The Detroit Lions are on a good track in many ways now, and it’s reflected in PFF’s look at their cap health for the next three years.
As the residue of the Matthew Stafford trade last offseason goes away, the Detroit Lions will carry far less dead money this year than they did last. No matter what they do in player movement over the next couple years, they won’t have that kind of dead money on their books. That alone means things are moving in the right direction.
Brad Spielberger of Pro Football Focus has done a three-year salary cap outlook (2022-2024) for each NFL team using multiple criteria that go beyond strict cap room. He acknowledged the Lions facing reality with Stafford, and moving into their rebuild right away.
"Teams have become more honest with themselves about the talent on their roster or lack thereof — for example, the Detroit Lions moved on from quarterback Matthew Stafford as opposed to chasing mediocrity and prolonging their inevitable rebuild."
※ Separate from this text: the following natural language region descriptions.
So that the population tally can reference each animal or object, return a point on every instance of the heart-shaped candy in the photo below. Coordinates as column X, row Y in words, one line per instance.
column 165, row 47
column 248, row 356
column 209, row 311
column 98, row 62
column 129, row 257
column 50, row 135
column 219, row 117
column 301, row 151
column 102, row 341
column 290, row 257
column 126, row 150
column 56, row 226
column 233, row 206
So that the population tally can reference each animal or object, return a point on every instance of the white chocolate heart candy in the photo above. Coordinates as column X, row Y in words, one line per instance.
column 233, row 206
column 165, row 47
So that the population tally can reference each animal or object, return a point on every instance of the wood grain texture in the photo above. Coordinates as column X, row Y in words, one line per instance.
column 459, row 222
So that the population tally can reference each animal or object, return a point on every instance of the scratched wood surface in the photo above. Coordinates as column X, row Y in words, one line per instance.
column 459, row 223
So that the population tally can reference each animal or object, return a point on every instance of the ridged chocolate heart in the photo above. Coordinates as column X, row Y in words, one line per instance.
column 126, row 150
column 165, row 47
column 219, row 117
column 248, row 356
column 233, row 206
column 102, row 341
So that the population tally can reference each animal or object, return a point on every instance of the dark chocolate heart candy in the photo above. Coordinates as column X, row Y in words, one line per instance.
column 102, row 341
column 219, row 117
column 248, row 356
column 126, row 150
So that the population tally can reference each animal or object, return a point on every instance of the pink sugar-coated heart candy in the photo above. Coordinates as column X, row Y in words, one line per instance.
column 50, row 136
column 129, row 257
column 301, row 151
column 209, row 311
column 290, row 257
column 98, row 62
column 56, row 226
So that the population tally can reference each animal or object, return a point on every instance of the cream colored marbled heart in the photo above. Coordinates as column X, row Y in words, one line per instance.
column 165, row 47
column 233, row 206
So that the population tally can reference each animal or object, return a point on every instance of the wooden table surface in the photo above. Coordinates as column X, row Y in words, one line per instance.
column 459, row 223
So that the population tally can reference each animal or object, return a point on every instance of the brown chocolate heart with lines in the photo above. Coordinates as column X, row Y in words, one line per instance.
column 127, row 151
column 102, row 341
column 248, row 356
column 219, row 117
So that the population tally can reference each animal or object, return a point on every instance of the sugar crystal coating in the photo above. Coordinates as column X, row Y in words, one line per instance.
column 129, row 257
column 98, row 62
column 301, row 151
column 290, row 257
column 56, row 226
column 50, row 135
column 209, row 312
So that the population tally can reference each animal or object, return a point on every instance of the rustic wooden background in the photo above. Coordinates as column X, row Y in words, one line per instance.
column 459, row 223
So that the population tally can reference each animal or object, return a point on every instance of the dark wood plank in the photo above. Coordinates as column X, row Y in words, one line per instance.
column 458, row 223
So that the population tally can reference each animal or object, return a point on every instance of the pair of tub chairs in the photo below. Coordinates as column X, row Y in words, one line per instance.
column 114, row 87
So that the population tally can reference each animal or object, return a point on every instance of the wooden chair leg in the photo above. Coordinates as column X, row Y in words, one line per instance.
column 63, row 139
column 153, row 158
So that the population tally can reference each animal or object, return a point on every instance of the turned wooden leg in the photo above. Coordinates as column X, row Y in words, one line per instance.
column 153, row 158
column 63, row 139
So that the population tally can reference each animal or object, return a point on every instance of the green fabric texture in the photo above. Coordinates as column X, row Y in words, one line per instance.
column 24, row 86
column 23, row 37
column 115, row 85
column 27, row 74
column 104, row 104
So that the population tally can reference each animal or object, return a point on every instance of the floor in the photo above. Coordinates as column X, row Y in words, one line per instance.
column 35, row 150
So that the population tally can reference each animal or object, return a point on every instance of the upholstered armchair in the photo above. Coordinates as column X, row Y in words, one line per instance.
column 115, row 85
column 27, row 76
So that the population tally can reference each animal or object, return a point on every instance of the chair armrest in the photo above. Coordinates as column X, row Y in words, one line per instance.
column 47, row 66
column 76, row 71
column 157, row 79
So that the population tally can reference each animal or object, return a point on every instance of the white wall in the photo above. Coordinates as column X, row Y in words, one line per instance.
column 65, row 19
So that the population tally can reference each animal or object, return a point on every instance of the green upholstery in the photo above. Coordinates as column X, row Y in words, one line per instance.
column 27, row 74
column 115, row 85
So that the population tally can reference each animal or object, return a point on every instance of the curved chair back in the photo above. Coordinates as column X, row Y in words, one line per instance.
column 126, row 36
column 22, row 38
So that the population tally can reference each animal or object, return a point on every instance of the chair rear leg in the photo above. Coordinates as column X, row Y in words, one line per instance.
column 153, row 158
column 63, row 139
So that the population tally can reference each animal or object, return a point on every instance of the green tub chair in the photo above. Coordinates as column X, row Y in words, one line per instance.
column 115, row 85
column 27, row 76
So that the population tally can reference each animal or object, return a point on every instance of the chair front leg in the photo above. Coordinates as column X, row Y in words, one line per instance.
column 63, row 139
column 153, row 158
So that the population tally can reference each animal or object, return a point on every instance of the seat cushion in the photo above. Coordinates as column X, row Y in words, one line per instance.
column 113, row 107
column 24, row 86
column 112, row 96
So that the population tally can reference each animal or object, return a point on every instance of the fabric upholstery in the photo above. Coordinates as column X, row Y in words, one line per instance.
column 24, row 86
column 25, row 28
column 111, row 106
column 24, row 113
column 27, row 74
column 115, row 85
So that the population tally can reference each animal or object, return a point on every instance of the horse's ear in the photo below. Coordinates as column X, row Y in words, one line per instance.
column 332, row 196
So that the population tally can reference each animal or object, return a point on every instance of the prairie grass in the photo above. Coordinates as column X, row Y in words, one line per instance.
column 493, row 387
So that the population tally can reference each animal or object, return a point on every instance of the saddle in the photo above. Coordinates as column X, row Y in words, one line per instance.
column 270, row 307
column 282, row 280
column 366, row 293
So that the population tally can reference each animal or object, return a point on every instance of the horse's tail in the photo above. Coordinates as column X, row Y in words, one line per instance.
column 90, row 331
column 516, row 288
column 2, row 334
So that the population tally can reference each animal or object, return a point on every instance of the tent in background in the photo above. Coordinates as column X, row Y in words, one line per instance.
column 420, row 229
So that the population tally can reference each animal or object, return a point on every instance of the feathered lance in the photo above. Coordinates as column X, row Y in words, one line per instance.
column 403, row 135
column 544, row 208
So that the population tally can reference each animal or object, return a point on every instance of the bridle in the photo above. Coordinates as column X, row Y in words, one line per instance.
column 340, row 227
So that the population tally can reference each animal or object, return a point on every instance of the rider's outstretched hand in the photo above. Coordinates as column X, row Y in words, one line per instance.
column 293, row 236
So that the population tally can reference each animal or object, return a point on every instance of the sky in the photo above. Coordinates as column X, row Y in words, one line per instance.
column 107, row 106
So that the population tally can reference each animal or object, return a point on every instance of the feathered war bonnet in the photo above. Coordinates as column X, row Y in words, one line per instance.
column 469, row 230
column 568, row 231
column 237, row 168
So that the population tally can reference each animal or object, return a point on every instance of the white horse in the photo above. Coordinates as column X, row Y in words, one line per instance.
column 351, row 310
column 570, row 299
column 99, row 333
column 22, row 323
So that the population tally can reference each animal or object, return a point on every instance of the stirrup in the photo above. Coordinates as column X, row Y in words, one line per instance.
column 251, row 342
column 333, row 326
Here are the categories that were used in the ranking.
Rookie-contract players–“Active draft capital”: Essentially, attaching a point value to players who are under rookie contracts
Projected effective cap space, 2022-2024: Just what it sounds like, with regard for what a team would have to do to get to 53 players under contract (signed to the veteran minimum) in a given year -thus, “effective cap space”. Here’s Spielberger’s example.
"Example: Team X has 45 players under contract in 2023 and $20 million in cap space. The minimum salary for a player in 2023 is $750,000. In order to field a full 53-man roster, Team X must sign eight more players with cap hits of at least $750,000 in 2023.8 x $750,000 = $6,000,000Team X really has at most $20,000,000 – $6,000,000 = $14,000,000 in 2023 cap spaceTeam X has $14,000,000 in effective 2023 cap space"
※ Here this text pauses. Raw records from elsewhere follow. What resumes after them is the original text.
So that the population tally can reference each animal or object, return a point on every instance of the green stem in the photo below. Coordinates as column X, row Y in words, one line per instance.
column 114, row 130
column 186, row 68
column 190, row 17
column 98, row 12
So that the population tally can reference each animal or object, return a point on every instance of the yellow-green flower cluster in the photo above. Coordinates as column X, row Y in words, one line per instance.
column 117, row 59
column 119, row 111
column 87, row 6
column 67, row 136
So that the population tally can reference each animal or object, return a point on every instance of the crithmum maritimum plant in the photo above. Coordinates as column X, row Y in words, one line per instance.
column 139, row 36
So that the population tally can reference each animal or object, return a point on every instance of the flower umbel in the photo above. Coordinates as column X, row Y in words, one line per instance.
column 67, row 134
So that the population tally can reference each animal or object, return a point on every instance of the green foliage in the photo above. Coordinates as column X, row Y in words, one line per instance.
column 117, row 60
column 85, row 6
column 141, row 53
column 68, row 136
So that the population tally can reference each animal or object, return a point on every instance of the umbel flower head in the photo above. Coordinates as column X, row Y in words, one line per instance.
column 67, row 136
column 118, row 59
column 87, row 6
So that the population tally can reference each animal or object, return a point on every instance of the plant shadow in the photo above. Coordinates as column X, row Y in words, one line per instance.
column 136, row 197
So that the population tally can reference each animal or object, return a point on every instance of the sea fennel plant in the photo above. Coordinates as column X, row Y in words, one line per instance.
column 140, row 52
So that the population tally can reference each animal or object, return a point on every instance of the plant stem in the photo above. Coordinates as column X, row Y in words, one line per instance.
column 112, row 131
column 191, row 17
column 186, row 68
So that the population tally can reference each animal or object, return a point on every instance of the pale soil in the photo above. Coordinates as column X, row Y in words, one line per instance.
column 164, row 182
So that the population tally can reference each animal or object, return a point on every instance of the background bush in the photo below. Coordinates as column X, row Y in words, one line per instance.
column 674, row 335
Total prorated money (including money that will void): Bonus prorations, dead money…
Top 51 veteran valuation: Total value of a team’s top-51 cap hit players, excluding 2022 draft picks
2023 free agent projections–“2023 UFA valuation”: Value placed on 2023 unrestricted free agents, without projecting what they’ll do in 2022
Detroit Lions’ cap health looks pretty good moving forward
The Lions rank fourth in “active draft capital” value, ninth in “2023 UFA valuation” and 13th in effective cap space from 2022-2024. With two dings–16th in total prorated money and 26th in Top-51 valuation–they land 12th in the overall ranking.
As Spielberger noted in the paragraph about the Lions, they doled out the fifth-fewest guaranteed dollars this offseason.
The bottom-10 ranking in top-51 value is reflected by that unwillingness to overpay in free agency, actually in the last two offseasons as general manager Brad Holmes undertook the rebuild in Detroit. If there’s something to get demerited for in this broad equation, let it be that at the stage the Lions are in.
It’ll be interesting to see where the Lions land in the 2023 version of this cap health ranking. The roster (top-51 value) should be better, and the draft capital value should not go anywhere with two first-round picks again next April.